TORONTO — It wasn’t so much a victory lap as it was a conversation and a selfie with every single fan who witnessed history on Thursday night. There was a lot of hand kissing, too.
And heck, Damian Warner sure deserved to take his time with that celebration.
What a gutsy, gutsy finish to a 10-event, two-day track and field marathon. Warner didn’t even take off his own shoes when it was all over, he was that gassed.
He sat on a stool, grinning, as his white runners were removed from his feet. Then he got up and started the slowest and most conversation-filled victory lap of these Pan American Games.
Heading into the final event of the decathlon, the 25-year-old from London had this thing—this gruelling multi-discipline event that includes sprinting and launching things and jumping and distance running—in the bag.
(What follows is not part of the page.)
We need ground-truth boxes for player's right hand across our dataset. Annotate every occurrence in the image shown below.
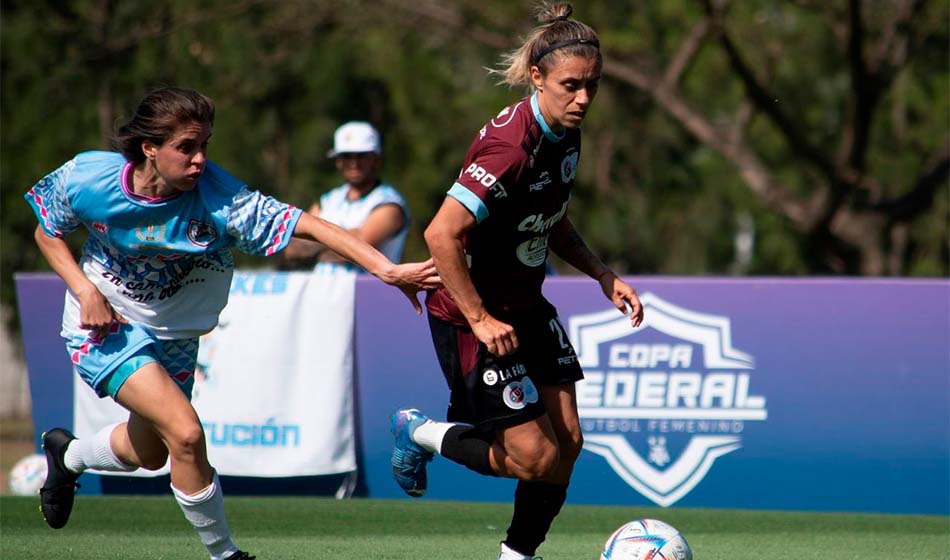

He had the Pan American Games record pretty well in the bag, too. But Warner entered that final 1500M race chasing something no Canadian’s been able to catch for 19 years: Michael Smith’s decathlon record of 8626 points.
“I knew that I wanted the Canadian record so bad,” Warner said after, shoeless, smiling, a Canada flag draped around his neck. He’s 6-foot, 183-lb., and looks like he was cut from stone. “I didn’t think there was a better place to do it than at home.”
And that he did. Warner finished with a new Canadian record of 8659 points.
Everybody in the field knew he was close heading into that last event, that he needed to run a personal best to earn enough points. American Derek Masterson told Warner he could cut in front of him off the line. “We had the talk,” Masterson said after, still breathing heavy. Warner cut in front, took a lead after a lap and never looked back.
Warner crossed the finish line of that 10th event with his arms in the air in 4:24.73—nearly 10 seconds faster than the next-best runner. It was basically a one-man event. And that run was more than five seconds faster than his previous personal best. Still, he says he only knew with three metres to go that the record was his.
“I tried to look at the clock as much as possible and just feed off the crowd,” Warner said. “I wouldn’t have been able to run that time without them.”
Making this Canadian record broken on Canadian soil moment all-the-sweeter is the fact it was here, at York University, five years ago that Warner entered his first-ever decathlon. “I’ve kinda come full circle,” he said.
Warner took up the discipline that at the Olympics crowns World’s Best Athlete, at age 20 on the advice of his former high school basketball-turned-track coach, Gar Leyshon. It was a good idea. Warner’s 10th-ever decathlon competition came at the 2012 Olympics, and he placed fifth. A year later at the world championships, he won bronze.
He’s been vocal about his desire to take down Smith’s record, and to be the world’s best. He’s had the Canadian record in his sight since last year.
Decathlon is an event that’s tiring even to read or write and always runs in this order: 100-metre dash, long jump, shot put, high jump, 400-metre dash. Day 2 goes like this: 110-metre hurdles, discus, pole vault, javelin and finally, the kicker, the 1,500-metre run.
At the track facility where there’s always action going, most athletes are run-and-done, at least for the day. Warner and co. are almost always going, for two days straight.
Warner won the 100m, the long jump, the 400m, the 110m hurdles and the 1500M. “I keep improving,” he said, “and I’m gonna keep improving.”
His plan for the next couple days is to spend time with family, go to Dave and Buster’s “and play games,” and he’ll be taking in Kanye West at the closing ceremony. The focus then turns to world championships in Beijing in little over a month.
Warner, who smiles a lot, is soft-spoken, kind, and so thankful to the fans and his team. He would’ve talked for days, but a media attaché took him away.
While he was still doing that long victory lap, he was the talk of the interview area. Masterson was “still in a daze” from the 1500M, but the moment wasn’t lost on him. “You don’t get to watch an 8600 and a record like that go down very often,” he said. “It was awesome to be a part of.”
Masterson smiled when asked if anyone offered to pace Warner for that 1500 to help him break that Canadian record.
“The big man’s gotta do it himself, and he did,” the American said. “He’s a stud.”